To understand the ways in which CFD-Post can be used both for high quality images, as well as producing quantitative data from volume/surface integrals, and writing custom functions.

I Objectives (Post-Processing)



Starting CFD-Post If you are doing the long version of this workshop:

• Go to the ANSYS Workbench project page • Under ‘Component Systems’, pick ‘Results’ and drag onto the desktop • Left click in the Solution cell (A3) and without releasing the mouse button, drag the

pointer on to the Solution Cell of the Results system (B2) (see image)

• Start CFD-Post by clicking on the Results cell If you are doing the short (post-processing only) version of this workshop: • Start CFD-Post from the Start menu:

– Start Menu > ANSYS 15.0 > Fluid Dynamics > CFD-Post 15.0 • Within CFD-Post, select File > Load Results and pick the supplied file: car_and_garage_1000its.dat.gz

• OK to the pop-up window



Post-Processing – Wall Temperature (1) • Add a Location representing a group of surfaces

This lets you group a selection of entities (in this case walls) and apply the same post-processing treatment to all items in the group

Select Location > Surface Group, and enter the name ‘Walls’



Post-Processing – Wall Temperature (2) • Define Location details

The details of the new location will be displayed in the bottom left pane

Select Locations, click on “…” and select all walls EXCEPT wall_car (CTRL click to multiple select)
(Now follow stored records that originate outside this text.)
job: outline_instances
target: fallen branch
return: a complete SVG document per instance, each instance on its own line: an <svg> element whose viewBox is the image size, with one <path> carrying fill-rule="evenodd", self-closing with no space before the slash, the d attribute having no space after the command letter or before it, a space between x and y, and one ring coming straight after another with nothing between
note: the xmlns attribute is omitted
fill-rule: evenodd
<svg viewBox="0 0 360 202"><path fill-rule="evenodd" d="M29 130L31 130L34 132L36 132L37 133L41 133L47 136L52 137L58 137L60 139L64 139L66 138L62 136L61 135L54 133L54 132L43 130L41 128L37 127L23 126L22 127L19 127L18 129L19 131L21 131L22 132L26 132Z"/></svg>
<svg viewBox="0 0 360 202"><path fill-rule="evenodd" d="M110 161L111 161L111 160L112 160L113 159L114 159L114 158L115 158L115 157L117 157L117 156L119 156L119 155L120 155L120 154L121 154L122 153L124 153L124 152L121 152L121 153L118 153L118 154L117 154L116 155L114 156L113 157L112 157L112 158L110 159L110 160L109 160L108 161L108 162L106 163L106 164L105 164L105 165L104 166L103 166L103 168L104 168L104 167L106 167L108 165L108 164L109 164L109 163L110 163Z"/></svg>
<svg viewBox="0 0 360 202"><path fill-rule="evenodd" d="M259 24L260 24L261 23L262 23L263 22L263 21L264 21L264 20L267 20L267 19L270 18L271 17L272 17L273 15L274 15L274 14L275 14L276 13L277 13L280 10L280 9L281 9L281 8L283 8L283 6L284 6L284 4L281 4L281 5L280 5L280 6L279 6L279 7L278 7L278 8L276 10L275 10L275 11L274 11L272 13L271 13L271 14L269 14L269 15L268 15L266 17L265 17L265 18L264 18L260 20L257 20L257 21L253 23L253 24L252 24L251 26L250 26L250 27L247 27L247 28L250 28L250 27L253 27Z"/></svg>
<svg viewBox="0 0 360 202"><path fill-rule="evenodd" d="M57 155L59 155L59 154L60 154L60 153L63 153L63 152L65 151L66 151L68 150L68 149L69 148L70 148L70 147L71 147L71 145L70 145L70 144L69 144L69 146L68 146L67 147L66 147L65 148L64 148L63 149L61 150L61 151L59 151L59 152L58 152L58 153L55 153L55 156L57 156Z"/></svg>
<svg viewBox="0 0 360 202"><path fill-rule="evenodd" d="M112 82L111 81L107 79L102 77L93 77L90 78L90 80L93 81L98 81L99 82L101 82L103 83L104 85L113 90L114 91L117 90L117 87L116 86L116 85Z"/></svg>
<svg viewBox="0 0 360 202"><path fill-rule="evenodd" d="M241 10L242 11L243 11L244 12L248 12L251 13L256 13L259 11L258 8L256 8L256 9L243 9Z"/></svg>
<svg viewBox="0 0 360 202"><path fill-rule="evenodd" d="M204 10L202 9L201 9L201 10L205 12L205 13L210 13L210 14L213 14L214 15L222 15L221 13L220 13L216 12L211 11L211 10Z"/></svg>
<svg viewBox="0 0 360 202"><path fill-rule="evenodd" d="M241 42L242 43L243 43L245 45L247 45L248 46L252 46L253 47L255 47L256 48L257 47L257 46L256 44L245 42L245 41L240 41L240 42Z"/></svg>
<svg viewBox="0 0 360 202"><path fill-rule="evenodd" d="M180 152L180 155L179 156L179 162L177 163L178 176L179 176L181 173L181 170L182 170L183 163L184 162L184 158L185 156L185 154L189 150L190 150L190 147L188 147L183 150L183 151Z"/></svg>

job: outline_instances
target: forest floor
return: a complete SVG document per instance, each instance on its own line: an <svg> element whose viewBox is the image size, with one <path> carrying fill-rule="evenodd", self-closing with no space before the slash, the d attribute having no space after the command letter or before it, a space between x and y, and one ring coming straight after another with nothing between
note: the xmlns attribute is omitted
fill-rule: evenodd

Click OK in the Location Selector



Apply contour plot to Location

Select the Color tab, click on Mode and select:

Variable: Temperature

Range: Local

Apply

Modify the Legend

Select ‘Default Legend’

Right click, Edit

Under ‘Appearance’:

Precision 1

Change ‘Scientific‘

to ‘Fixed’

Apply

Post-Processing – Wall Temperature (3) This option has allowed us to produce a temperature contour plot of identical colour range on a group of surfaces.



Generate a figure for use later in a report

- Click the Figure icon

- Enter name “Figure 1 Wall Temperature”

- OK to the Insert Figure panel

Post-Processing – Generating a Figure

Remember where this option is (you will be asked to use it several times on subsequent slides). We will be creating several figures as we progress through this workshop. Later on we will demonstrate how to use these figures to automate report-writing.



Post-Processing – Section Plane (1) • Add a Location representing a section plane

Select Location > Isosurface

In the pop-up window Enter name ‘xzplane’ and click OK.

Under ‘Geometry’ tab set Definition Variable to Y

Value to 9 [m]

Click ‘Apply’

In the model outline tree,

de-select the ‘Walls’ option

so only the new slice plane

is visible

Continued on next slide…..



Post-Processing – Section Plane (2) Under ‘Color’ set the Variable to ‘Temperature’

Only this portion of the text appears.